Espírito Santo lies along the Atlantic coast between Bahia and Rio de Janeiro and is bordered to the west by Minas Gerais. Portuguese colonists established the state capital, Vitória, in 1551. They built the city an island to protect it from raids by indigenous peoples and attacks by the French and Dutch.
Residents of Espírito Santo are called ‘Capixaba’, a Tupi word meaning ‘corn hair’. The name is thought to refer either to the blond hair of the European invaders or to the widespread corn (Zea mays) plantations around Vitória.
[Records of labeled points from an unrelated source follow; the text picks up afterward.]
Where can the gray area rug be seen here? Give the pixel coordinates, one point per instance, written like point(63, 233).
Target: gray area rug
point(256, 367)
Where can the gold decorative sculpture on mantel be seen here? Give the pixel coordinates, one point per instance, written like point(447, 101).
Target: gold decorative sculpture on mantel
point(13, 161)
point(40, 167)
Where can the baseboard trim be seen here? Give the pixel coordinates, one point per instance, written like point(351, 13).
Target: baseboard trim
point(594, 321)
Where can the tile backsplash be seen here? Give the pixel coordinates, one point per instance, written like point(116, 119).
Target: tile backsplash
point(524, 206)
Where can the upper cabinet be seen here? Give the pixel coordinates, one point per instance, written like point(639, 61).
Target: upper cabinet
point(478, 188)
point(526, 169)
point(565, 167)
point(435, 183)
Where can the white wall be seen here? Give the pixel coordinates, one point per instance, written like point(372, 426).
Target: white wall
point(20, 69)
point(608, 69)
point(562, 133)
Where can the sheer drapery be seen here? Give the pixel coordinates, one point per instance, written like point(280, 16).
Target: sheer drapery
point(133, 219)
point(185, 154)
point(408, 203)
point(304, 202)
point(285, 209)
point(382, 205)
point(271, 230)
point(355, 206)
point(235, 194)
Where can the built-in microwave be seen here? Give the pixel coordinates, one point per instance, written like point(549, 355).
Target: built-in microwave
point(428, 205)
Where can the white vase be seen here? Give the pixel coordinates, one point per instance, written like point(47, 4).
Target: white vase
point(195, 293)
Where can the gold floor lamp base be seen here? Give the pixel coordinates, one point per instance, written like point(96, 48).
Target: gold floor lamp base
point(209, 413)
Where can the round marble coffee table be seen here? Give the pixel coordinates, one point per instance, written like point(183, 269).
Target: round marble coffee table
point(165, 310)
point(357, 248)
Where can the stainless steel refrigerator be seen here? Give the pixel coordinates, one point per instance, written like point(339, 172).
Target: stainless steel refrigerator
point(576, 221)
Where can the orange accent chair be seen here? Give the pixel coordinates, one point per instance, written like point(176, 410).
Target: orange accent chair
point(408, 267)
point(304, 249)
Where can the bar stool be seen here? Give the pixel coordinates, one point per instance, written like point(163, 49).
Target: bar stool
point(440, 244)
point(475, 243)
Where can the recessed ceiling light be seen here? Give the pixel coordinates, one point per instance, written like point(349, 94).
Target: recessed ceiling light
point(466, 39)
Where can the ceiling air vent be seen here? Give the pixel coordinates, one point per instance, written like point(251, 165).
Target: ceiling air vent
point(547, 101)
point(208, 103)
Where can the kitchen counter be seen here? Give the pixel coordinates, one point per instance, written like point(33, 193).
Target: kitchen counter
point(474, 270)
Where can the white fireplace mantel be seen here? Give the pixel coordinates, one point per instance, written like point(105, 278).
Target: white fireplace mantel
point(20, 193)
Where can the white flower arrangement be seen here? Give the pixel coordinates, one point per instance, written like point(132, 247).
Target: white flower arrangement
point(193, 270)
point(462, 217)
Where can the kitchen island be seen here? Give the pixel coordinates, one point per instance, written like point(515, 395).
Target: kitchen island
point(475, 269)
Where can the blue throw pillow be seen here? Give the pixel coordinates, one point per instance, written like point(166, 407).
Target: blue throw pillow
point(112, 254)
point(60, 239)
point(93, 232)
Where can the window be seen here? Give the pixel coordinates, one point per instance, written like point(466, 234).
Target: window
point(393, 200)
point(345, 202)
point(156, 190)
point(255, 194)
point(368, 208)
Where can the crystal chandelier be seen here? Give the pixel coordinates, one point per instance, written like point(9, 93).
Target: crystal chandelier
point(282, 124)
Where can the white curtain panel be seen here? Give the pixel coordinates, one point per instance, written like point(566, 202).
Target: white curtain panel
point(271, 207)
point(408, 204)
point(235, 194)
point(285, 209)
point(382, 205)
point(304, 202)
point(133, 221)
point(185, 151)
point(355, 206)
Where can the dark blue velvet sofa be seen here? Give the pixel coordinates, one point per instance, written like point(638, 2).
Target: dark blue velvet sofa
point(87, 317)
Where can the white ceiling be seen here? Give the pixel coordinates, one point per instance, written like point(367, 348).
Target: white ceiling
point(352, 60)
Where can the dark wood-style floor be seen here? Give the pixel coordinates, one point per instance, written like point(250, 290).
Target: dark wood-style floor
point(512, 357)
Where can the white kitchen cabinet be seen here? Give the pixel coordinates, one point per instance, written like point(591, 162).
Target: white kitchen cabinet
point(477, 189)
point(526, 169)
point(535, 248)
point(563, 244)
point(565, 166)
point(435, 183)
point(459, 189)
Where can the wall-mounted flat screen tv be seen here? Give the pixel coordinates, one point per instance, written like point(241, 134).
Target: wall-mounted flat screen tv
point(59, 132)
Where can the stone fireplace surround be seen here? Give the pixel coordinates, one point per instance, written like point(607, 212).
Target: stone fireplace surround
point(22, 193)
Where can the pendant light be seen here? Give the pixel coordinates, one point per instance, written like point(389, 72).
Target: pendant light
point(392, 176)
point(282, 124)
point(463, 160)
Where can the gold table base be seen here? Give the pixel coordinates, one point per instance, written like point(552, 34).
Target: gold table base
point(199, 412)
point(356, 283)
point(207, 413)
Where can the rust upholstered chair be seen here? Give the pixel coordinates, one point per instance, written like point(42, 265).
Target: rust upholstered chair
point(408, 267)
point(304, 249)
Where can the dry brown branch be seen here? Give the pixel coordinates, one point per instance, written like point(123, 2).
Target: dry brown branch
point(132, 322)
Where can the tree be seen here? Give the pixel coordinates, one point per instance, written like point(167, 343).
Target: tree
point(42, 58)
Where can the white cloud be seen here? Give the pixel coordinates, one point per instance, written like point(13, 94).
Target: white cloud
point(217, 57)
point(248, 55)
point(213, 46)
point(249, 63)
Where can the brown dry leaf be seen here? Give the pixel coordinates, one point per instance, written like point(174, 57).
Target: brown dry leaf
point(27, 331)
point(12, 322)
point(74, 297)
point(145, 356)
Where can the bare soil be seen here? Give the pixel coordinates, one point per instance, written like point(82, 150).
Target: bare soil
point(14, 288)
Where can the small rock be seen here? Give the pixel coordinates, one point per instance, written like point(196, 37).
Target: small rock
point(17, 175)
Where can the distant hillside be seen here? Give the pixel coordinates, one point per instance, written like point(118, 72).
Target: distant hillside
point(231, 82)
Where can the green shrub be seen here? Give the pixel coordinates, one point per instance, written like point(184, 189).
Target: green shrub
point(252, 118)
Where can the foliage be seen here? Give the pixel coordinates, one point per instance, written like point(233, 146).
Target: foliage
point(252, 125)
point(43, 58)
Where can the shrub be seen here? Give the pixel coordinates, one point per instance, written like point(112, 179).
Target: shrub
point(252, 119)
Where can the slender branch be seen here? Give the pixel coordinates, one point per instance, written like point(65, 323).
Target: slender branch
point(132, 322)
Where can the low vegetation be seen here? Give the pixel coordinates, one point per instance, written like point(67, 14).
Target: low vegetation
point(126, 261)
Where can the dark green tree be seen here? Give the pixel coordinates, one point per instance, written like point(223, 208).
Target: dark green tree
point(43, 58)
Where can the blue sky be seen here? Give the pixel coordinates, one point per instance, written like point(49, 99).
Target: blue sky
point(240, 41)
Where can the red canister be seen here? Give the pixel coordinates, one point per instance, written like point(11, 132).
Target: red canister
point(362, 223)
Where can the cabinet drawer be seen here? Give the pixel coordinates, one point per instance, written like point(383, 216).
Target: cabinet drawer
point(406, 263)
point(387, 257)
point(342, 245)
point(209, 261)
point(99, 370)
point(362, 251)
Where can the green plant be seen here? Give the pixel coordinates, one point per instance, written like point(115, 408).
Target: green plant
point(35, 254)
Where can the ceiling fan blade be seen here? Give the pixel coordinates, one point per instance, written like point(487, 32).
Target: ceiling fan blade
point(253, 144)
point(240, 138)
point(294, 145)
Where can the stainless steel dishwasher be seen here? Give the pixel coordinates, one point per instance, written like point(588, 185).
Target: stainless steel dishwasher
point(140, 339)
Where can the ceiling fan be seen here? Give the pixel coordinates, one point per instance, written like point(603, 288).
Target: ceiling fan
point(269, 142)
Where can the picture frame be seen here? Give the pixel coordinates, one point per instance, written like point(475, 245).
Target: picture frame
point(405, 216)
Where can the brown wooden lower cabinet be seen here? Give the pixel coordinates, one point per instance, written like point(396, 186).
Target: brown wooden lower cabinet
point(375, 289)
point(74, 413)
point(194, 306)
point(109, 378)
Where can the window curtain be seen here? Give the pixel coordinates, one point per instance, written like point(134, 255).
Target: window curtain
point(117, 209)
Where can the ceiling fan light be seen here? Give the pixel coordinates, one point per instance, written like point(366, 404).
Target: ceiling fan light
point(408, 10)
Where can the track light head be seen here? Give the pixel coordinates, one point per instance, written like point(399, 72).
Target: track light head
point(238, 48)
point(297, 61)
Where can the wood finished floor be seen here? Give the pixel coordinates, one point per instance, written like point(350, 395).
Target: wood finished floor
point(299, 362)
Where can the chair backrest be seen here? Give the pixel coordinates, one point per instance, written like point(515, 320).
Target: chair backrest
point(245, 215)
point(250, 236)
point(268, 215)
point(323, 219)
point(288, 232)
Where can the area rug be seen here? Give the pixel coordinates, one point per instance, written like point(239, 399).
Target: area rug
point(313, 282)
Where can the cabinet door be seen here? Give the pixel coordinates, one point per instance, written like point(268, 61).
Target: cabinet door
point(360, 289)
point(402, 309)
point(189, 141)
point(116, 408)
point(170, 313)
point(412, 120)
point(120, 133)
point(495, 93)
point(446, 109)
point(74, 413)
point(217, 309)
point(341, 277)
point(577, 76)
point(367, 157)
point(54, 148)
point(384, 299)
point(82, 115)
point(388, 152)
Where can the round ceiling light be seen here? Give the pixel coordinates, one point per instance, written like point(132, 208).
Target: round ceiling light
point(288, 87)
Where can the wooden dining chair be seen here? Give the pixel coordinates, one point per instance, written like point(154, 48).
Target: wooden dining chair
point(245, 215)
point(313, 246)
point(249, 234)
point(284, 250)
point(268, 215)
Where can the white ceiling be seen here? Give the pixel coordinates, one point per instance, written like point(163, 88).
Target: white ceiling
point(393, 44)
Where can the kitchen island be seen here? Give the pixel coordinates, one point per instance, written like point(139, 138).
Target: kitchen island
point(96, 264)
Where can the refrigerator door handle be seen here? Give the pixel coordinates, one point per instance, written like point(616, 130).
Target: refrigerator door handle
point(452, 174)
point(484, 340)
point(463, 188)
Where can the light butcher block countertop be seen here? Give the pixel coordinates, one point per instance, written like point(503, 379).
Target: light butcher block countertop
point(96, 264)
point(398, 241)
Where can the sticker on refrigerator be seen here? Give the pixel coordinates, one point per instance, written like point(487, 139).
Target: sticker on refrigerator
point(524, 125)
As with other coastal states, sugarcane was the most important export until the nineteenth century, when coffee took over.
Espírito Santo is one of Brazil’s smaller states — about the same size as Estonia — but the second-biggest coffee producer in the country, producing 19.1 million bags in 2020–21 compared with 34.8 million in Minas Gerais (USDA 2021). Around 75% of the coffee grown in the state is conilon, or Coffea canephora. Conilon was introduced in 1912, and its production in the state expanded dramatically during the coffee price crisis of the 1960s (Sales et al 2013). Today, Espírito Santo alone produces about 20% of the world’s supply of conilon.
Coffea arabica, meanwhile, is grown in the highlands to the south and west of the state, in a region called Montanhas do Espírito Santo. In Chapter 4 we will introduce another arabica-producing region, Caparaó, which straddles Minas Gerais and Espírito Santo.